Il est temps que les milieux de la recherche et de la culture qui, à souf­france égale avec les milieux de l’action cultu­relle ou mili­tante, sont les moins expo­sés, se sentent concer­nés et sortent de la para­ly­sie et de la lâche­té qui les étouffent et qui ne peuvent débou­cher que sur leur dis­pa­ri­tion. C’est parce que nous sen­tons que les valeurs et uto­pies des Lumières sont encore, pour le public, pré­sentes et vivantes dans nos ins­ti­tu­tions, que nous nous devons d’avoir le cou­rage de les incar­ner. Qu’importe si cette posi­tion est désor­mais rituel­le­ment ridi­cu­li­sée. L’assumer, c’est se rendre témoins les uns des autres et per­mettre à des résis­tances de s’exprimer et de se recon­naître, et de se struc­tu­rer entre elles au quo­ti­dien, et pas seule­ment dans les mou­ve­ments de crise ou dans les milieux poli­tiques et syn­di­caux.

Notes

[1] Un rap­port éla­bo­ré par Pierre Siri­nel­li dans le cadre du Conseil Supé­rieur de la Pro­prié­té Lit­té­raire et Artis­tique (le CSPLA est sous tutelle du Minis­tère de la Culture) sti­pule que « Sur le plan éco­no­mique, le mythe de la gra­tui­té totale a vécu. Il n’est pas pos­sible de tolé­rer des formes de dis­tri­bu­tion des œuvres qui ne per­mettent pas d’assurer la rému­né­ra­tion de la créa­tion et de la pro­duc­tion. Quelles que soient les offres faites aux uti­li­sa­teurs, sous forme gra­tuite et/ou payante, la rému­né­ra­tion et/ou le finan­ce­ment de la créa­tion et de la pro­duc­tion doivent être assu­rés » (http://www.culture.gouv.fr/culture/cspla/Avis2005‑2.pdf, p. 2)
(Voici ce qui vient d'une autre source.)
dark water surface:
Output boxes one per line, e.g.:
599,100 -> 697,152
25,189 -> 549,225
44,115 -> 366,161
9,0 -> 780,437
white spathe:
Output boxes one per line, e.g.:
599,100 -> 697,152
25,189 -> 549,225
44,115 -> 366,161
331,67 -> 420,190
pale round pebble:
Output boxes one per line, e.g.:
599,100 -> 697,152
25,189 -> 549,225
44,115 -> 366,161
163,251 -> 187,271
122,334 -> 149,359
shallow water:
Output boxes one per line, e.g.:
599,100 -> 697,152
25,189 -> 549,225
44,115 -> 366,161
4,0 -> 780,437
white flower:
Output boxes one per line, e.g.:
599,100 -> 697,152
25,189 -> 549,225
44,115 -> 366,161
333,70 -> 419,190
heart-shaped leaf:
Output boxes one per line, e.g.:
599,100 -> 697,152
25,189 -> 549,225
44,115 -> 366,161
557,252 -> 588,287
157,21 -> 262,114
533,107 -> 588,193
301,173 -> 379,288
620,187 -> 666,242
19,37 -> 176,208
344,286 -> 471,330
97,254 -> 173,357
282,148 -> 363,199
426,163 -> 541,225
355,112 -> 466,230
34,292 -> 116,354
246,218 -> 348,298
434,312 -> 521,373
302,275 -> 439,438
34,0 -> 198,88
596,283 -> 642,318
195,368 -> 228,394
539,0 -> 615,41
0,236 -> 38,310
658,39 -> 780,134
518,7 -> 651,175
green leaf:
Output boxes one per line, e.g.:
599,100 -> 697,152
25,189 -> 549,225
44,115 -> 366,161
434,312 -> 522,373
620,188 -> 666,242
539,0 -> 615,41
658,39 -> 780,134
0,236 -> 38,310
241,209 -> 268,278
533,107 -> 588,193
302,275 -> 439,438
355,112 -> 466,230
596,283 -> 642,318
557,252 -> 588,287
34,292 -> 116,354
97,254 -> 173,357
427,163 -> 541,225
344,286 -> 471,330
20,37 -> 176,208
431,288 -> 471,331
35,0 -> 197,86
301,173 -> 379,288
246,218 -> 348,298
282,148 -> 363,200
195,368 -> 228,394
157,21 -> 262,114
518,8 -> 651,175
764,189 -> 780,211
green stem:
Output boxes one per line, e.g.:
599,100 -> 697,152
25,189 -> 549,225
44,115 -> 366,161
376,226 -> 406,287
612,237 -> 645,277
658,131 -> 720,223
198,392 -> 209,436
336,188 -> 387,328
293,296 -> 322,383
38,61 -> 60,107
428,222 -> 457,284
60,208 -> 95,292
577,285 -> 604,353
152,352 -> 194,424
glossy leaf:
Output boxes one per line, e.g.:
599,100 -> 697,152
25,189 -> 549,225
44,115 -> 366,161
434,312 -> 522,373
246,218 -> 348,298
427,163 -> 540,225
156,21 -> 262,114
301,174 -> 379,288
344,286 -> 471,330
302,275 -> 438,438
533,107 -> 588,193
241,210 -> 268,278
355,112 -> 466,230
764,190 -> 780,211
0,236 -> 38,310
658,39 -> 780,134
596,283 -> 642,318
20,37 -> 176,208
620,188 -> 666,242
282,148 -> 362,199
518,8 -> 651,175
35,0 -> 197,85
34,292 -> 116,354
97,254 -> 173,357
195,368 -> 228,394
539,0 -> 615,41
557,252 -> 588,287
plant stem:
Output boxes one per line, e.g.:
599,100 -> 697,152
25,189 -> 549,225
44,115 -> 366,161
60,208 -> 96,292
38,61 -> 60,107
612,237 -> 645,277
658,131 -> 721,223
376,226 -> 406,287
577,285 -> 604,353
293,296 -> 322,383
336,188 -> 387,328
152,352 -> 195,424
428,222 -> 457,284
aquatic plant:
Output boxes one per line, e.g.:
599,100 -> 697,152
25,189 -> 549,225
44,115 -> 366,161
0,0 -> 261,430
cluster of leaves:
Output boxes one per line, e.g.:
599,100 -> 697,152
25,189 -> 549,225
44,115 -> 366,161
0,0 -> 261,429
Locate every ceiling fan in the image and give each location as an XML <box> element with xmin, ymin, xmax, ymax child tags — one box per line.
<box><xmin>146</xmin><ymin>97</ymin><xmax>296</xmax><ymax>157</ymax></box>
[2] Le contexte poli­tique et les objec­tifs prin­ci­paux sont défi­nis dans la Com­mu­ni­ca­tion de la Com­mis­sion COM (2005) 118 final du 6 avril 2005 : « Bâtir l’Espace Euro­péen de la Recherche de la connais­sance au ser­vice de la crois­sance ». Il y est écrit : « En tant que moteur de la pro­duc­tion et de l’exploitation des connais­sances, la recherche est avant tout un pilier de la mise en œuvre de la stra­té­gie de Lis­bonne visant à faire de l’Europe l’économie de la connais­sance la plus com­pé­ti­tive et la plus dyna­mique du monde, capable de sou­te­nir la crois­sance éco­no­mique, l’emploi et la cohé­sion sociale ». (http://cordis.europa.eu/search/documents/documentlibrary/2462FR.pdf, p. 1)

[3] Haber­mas, Jür­gen, La tech­nique et la science comme « idéo­lo­gie », Paris :Gal­li­mard, 1996, p. 41–42.

[4] Par exemple, à Lyon le fes­ti­val des Nuits Sonores a été doté d’un bud­get de 850000 € en 2006, mais le Squat « Grrnd Zero » a été fer­mé ain­si que la plu­part des clubs elec­tro qui fai­saient vivre cette culture au quo­ti­dien, géné­ra­le­ment pour cause de « nui­sances sonores ».